Example Input: sequences.json

Expected Output:

{
  "model": "yangheng/ogb_tfb_finetuned",
  "total_sequences": 3,
  "results": [
    {
        "sequence": "ATCGATCGATCGATCGATCGATCGATCGATCG",
        "metadata": {"index": 0},
        "predictions": [1, 0, 1, 0, ...],
        "probabilities": [0.92, 0.15, 0.88, ...]
    },
    ...
  ]
}

Please refer the tutorial for more information about TF binding prediction.


Translation Efficiency Prediction

Biological Context: Predict whether mRNA 5' UTR sequences lead to high or low translation efficiency—essential for optimizing protein expression in biotechnology.

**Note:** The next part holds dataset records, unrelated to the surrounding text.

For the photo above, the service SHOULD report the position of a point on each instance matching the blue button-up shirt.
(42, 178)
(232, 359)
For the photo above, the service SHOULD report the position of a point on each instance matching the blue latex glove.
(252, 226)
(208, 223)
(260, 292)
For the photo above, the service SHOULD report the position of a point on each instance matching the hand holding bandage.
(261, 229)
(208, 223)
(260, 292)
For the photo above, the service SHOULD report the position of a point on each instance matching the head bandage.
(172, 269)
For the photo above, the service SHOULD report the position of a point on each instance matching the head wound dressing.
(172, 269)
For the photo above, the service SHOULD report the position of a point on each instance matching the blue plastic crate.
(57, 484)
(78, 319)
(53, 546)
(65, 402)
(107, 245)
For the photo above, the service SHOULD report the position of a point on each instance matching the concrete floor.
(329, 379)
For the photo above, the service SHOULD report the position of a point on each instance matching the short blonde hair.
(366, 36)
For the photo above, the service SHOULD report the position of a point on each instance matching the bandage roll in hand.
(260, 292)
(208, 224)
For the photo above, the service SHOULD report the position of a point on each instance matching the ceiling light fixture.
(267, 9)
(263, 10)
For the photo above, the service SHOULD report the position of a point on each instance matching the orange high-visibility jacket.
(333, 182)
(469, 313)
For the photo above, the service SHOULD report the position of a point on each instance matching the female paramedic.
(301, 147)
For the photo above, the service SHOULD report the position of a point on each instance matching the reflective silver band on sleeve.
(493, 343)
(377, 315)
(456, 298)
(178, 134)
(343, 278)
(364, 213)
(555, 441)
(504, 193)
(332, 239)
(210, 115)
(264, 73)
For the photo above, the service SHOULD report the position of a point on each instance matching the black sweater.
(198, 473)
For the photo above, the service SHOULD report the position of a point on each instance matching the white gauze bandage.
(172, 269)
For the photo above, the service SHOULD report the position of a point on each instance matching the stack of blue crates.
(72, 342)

Task: Binary classification

Model: yangheng/ogb_te_finetuned

ogb autoinfer \
  --model yangheng/ogb_te_finetuned \
  --input-file utr_sequences.csv \
  --output-file te_predictions.json

Example Input: utr_sequences.csv

Expected Output:

{
  "results": [
    {
      "sequence": "ATCGATCGATCG",
      "metadata": {"gene_id": "gene_001", "description": "5' UTR optimized"},
      "predictions": 1,
      "probabilities": [0.077, 0.923]
    },
    ...
  ]
}
Please refer the tutorial for more information about TF efficiency prediction.


AutoTrain

You can use AutoTrain to fine-tune your own genomic foundation model in one line!

Basic Fine-tuning

ogb autotrain \
  --dataset yangheng/tfb_promoters \
  --model zhihan1996/DNABERT-2-117M \
  --output-dir ./my_finetuned_model \
  --num-epochs 10 \
  --batch-size 32 \
  --learning-rate 5e-5

Training with Dataset Configuration

ogb autotrain \
  --dataset ./my_dataset \
  --model yangheng/OmniGenome-186M

Example dataset: my_dataset

Parameter Reference

For all available CLI options, please run:

ogb autoinfer --help
ogb autotrain --help

A full parameter list is also available in the CLI Reference.